Many of the initial measurements of transcription errors in bacteria were restricted to single reporter genes and assayed the combined effects of transcription and translation errors by assessing how frequent functional proteins were produced from a mutant gene (2, 3, 14). These assays considered errors in translation to be relatively rare because, in this system, it was thought that only the first ribosome on a transcript would be capable of mistranslation and that most errors could be ascribed to the process of transcription (2, 3). However, translation errors in E. coli can occur at rates between 10−3 and 10−4 per codon (4–6), suggesting that many of the original measurements of transcription errors are confounded by the inclusion of translation errors. Furthermore, the error rates varied by up to an order of magnitude for different stop codons (3), indicating that these fluctuations may be attributed to different translation error rates for different codons (55); therefore, the rates derived from these studies require validation by methods that exclusively consider transcription errors.
Previous studies reported that the combined transcription/translation error rate, as inferred from the frequency of errors in protein sequences, increases both in stationary phase and under starvation conditions (4, 6, 27). Because we detected no differences in transcription error rates between these different growth conditions, we reason that this variation manifests during translation and is most likely caused by tRNA scarcity during stationary phase (6, 55, 56). Although decreases in ribonucleotide concentration also occur during stationary phase (57), this has little effect on the overall fidelity of gene expression. Decreases in ribonucleotide concentration have been shown to increase the frequency of transcriptional pausing (58), which is closely associated with base misincorporations during transcription (39, 59, 60), so it seems that either (i) ribonucleotide concentration does not decrease enough under our experimental conditions to significantly alter the transcription error rate or (ii) that ribonucleotide concentration-induced pausing does not result from transcription errors. Nonetheless, it is curious that cellular growth conditions modify both the rate of DNA mutations and the rate of protein translation errors but not the transcription error rate.

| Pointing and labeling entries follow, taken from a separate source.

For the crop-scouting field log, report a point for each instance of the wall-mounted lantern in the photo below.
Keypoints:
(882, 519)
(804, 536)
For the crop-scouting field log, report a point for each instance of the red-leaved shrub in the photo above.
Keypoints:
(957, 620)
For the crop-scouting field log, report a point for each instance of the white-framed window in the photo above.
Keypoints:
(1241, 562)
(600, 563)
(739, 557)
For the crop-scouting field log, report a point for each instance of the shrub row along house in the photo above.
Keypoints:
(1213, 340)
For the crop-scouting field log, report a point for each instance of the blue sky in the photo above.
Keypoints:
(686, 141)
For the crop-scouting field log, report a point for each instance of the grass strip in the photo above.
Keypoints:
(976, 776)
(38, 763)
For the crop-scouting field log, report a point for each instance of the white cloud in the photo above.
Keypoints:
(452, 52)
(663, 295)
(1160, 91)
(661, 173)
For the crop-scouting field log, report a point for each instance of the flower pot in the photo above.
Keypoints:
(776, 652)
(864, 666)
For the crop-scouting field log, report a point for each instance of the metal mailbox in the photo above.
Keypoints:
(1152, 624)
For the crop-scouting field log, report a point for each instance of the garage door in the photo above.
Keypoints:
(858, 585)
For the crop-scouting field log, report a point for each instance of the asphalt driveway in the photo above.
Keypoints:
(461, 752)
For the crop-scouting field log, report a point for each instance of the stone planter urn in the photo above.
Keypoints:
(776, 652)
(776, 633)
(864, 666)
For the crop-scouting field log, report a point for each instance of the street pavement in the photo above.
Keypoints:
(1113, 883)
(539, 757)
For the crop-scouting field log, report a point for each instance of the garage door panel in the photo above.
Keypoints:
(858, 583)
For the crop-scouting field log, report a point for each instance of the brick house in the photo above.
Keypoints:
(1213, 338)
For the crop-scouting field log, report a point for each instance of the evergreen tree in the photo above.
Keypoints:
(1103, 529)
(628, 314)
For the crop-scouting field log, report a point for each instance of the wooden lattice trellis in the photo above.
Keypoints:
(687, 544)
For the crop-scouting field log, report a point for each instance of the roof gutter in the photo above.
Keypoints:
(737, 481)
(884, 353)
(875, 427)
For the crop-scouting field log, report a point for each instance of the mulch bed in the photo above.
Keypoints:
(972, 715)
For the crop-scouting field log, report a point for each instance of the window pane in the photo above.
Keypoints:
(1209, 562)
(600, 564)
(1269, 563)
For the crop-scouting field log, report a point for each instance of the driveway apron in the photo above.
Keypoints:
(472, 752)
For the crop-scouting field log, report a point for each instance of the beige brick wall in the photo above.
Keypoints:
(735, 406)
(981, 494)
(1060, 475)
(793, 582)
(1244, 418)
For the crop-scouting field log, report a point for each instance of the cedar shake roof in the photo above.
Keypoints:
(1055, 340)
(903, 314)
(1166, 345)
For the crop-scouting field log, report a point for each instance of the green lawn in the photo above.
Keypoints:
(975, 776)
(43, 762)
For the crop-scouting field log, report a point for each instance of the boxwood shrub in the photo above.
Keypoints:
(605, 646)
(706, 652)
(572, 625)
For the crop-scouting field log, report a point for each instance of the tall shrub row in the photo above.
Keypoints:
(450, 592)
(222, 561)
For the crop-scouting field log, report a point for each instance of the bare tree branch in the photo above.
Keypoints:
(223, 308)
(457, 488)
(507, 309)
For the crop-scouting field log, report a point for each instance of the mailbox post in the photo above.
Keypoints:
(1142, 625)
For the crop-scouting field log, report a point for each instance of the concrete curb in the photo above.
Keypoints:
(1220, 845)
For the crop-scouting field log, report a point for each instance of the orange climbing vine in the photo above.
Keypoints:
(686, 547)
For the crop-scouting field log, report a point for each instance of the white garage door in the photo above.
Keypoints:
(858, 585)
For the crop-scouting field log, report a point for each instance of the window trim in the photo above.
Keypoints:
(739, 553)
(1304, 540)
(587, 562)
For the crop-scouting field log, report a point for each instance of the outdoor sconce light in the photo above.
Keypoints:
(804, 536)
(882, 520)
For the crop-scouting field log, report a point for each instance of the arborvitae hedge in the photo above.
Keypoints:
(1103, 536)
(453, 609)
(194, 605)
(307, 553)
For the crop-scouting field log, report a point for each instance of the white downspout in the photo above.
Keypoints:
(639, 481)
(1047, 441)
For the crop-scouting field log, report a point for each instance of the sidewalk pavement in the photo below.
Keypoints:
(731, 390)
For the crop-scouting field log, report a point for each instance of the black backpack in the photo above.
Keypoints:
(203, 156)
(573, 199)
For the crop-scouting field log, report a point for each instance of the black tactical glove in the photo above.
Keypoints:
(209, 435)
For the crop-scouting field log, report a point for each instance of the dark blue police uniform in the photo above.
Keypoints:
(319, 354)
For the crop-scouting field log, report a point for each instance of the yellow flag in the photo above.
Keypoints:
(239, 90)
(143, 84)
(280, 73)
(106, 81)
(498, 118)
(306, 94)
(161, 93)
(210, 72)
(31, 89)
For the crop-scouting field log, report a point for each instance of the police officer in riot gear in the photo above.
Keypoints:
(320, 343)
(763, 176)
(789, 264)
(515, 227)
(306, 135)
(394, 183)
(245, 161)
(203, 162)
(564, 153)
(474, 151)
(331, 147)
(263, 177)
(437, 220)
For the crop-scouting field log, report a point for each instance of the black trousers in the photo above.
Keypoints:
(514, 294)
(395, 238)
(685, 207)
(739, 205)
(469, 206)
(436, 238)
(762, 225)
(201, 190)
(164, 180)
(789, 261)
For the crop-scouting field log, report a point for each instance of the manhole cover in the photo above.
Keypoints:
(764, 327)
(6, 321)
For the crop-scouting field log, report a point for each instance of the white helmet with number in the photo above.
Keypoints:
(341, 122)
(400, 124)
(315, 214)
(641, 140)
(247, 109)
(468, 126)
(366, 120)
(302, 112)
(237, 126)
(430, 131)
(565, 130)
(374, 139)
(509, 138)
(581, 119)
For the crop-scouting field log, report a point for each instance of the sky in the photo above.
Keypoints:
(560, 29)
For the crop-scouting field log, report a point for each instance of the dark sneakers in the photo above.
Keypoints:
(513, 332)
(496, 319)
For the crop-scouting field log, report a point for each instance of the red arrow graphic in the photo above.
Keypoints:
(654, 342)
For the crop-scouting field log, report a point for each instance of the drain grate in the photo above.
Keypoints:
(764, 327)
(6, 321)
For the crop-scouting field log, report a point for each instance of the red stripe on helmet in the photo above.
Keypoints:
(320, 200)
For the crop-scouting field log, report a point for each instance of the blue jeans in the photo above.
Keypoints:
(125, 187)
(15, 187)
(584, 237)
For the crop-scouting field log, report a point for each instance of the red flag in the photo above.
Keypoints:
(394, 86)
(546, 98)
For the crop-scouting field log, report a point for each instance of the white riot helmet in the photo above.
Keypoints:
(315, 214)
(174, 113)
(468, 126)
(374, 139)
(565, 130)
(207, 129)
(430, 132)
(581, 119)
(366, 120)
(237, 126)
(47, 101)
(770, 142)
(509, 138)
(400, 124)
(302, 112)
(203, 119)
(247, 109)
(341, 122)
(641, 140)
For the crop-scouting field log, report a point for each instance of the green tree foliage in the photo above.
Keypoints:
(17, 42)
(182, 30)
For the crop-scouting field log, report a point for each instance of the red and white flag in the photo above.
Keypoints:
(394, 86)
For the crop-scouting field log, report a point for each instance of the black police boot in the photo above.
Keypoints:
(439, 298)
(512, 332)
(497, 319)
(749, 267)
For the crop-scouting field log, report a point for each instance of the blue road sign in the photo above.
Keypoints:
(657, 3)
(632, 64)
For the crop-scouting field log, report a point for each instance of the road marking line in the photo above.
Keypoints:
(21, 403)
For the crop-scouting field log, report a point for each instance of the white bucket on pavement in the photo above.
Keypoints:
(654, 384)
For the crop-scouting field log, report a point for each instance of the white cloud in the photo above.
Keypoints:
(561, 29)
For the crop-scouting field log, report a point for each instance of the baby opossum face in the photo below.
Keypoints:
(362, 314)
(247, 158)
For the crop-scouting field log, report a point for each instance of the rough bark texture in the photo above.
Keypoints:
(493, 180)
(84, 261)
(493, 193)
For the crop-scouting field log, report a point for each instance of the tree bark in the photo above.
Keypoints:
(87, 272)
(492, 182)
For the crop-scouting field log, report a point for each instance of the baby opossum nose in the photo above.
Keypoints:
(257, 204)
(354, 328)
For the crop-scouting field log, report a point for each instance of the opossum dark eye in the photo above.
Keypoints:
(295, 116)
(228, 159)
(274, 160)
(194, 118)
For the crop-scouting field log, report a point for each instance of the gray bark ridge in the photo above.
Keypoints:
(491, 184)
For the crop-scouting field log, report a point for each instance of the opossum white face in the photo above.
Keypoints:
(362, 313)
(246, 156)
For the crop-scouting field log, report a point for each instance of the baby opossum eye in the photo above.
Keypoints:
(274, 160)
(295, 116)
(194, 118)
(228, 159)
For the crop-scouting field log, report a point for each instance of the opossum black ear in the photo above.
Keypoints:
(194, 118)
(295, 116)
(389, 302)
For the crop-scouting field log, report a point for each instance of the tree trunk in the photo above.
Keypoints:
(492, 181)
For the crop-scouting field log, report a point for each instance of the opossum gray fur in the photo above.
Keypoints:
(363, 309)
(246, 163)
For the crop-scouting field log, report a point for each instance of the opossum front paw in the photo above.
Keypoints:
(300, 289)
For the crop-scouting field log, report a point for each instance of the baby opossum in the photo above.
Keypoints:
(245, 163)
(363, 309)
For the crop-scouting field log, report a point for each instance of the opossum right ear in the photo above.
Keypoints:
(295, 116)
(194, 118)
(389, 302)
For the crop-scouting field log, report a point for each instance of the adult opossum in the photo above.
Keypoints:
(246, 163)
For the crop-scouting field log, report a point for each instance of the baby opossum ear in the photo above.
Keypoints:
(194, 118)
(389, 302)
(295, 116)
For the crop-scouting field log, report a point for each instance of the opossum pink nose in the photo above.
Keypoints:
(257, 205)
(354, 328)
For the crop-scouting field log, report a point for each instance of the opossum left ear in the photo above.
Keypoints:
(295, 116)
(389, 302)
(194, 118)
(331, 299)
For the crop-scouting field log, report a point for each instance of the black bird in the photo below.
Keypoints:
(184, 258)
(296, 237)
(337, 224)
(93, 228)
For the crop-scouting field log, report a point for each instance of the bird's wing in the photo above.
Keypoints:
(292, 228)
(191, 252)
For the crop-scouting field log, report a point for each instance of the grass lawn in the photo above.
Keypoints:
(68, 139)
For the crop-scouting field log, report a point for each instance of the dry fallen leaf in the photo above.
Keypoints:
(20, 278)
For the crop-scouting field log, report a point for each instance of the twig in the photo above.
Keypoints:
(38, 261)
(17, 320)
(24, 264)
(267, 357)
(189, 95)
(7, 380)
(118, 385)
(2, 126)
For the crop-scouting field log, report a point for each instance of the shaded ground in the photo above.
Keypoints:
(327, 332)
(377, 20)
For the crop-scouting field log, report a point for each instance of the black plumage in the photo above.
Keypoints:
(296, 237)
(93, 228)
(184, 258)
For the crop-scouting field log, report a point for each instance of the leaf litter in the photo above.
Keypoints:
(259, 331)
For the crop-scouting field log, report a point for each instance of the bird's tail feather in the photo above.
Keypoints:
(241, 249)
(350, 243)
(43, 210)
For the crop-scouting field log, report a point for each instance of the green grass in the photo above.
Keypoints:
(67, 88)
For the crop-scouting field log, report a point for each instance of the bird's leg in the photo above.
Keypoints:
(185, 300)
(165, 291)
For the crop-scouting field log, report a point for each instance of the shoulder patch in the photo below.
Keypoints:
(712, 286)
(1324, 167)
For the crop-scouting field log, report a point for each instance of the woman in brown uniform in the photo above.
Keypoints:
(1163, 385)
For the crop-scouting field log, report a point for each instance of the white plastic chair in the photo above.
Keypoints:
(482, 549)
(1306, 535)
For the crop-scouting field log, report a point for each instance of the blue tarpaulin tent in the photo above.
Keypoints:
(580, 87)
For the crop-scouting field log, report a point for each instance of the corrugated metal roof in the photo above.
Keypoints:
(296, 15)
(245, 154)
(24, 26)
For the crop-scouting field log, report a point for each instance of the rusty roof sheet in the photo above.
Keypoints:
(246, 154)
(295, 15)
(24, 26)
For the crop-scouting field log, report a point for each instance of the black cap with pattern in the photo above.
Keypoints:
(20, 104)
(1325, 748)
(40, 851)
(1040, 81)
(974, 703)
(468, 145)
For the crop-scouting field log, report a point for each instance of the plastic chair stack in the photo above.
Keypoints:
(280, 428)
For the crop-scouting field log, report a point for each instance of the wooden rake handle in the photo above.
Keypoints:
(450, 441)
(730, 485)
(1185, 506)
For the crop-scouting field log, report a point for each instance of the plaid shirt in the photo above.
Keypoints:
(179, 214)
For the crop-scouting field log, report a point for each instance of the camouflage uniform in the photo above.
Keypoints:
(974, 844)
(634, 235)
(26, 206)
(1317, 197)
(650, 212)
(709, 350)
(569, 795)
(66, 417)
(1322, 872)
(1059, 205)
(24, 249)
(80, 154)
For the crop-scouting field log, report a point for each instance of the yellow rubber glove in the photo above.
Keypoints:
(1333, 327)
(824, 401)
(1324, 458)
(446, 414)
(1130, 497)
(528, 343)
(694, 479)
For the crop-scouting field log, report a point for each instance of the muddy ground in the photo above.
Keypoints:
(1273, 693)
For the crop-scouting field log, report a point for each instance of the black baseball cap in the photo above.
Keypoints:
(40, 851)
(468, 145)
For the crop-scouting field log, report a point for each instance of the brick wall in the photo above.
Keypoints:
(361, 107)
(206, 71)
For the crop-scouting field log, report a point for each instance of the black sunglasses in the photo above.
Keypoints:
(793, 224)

Rates of translation errors have been estimated as being at least an order of magnitude higher than rates of transcription errors, but because most transcripts are translated multiple times, the realized number of modified proteins originating from transcription errors will equal or exceed the number caused by translation errors. This amplification of individual transcription errors into multiple proteins is likely to account for the reduction of transcription vs. translation error rates (10−5 vs. 10−4).
It has been suggested that errors in proteins, as caused by transcription and translation errors, contribute to survivability in the face of external stresses by the production of novel proteins or metabolites (27, 61, 62) or by inducing the general stress response (63). Such effects could not be accomplished through genomic mutations because such mutations can incur permanent decrements to fitness after the stress is removed. Although transcription errors can increase cellular noise and confer a benefit under certain temporary conditions, most variation introduced by errors will not be advantageous. Thus, the predominant direction of selection is to lower error rates because too many errors will overload the proteome with deleterious proteins. Whether or not the above argument is tenable, our findings, showing a remarkable consistency of transcription error rates across ecologically diverse bacterial species, different RNA categories, and under a variety of stress and nonstress growth conditions indicate that transcription errors would contribute very little to such transient protein errors. Transcription is a much less accurate process than DNA replication, and because transcription errors are not heritable (and the vast majority of RNAs are transcribed faithfully under any set of conditions), there appears to be little selection to modulate the overall transcription error rate.
Methods
Strains and Growth Conditions.
Transcription errors were enumerated for E. coli MG1655 grown at 37 °C in (i) 15 g/L TSB or (ii) M9 minimal media supplemented with 0.4% glucose. Bacterial cultures were preconditioned in either TSB or M9 minimal media for 24 h before inoculation for sampling. Overnight cultures were diluted to OD600 = 0.05 into fresh media and sampled at midlog phase (4 h for TSB; 6 h for M9) and stationary phase (18 h for TSB; 24 h for M9).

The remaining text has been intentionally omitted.